As severe weather becomes more common, the increased risk of power outages can threaten food safety. Make sure you monitor your TCS foods to prevent spoilage and discard items that have gone out of temperature range. Steritech advises that you monitor and document food temperatures as long as it is safe to stay in the building. Promptly after losing power, prepare ice baths for your TCS foods. Dry ice can also help you keep refrigeration temperatures at 41° F or below – just be cautious with it as it can produce dangerous gas in enclosed areas. Avoid opening cooler doors as much as possible – a freezer in good condition may maintain its temperature for 24 hours if unopened. Test foods using a calibrated thermometer and throw out any TCS foods that have been warmer than 41° F for more than two hours.

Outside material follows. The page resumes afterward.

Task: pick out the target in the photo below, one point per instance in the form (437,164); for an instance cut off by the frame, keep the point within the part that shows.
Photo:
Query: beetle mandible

While eggs, meat, seafood, fermented foods and unpasteurized milk and cheese all carry a high risk of causing food poisoning if not stored and prepared appropriately, nearly half of all cases of food poisoning come from infected produce, according to the Centers for Disease Control. Leafy greens, sprouts and fruit are common carriers of Listeria, Salmonella, E. coli and other pathogens, Medical News Today reports. Help ensure the produce you serve is safe for guests by washing all fruits and vegetables, and refrigerating any chopped or peeled produce within two hours – or within one hour if the temperature of the environment is 90°F or higher. Finally, separate all produce from other raw foods – meats, in particular.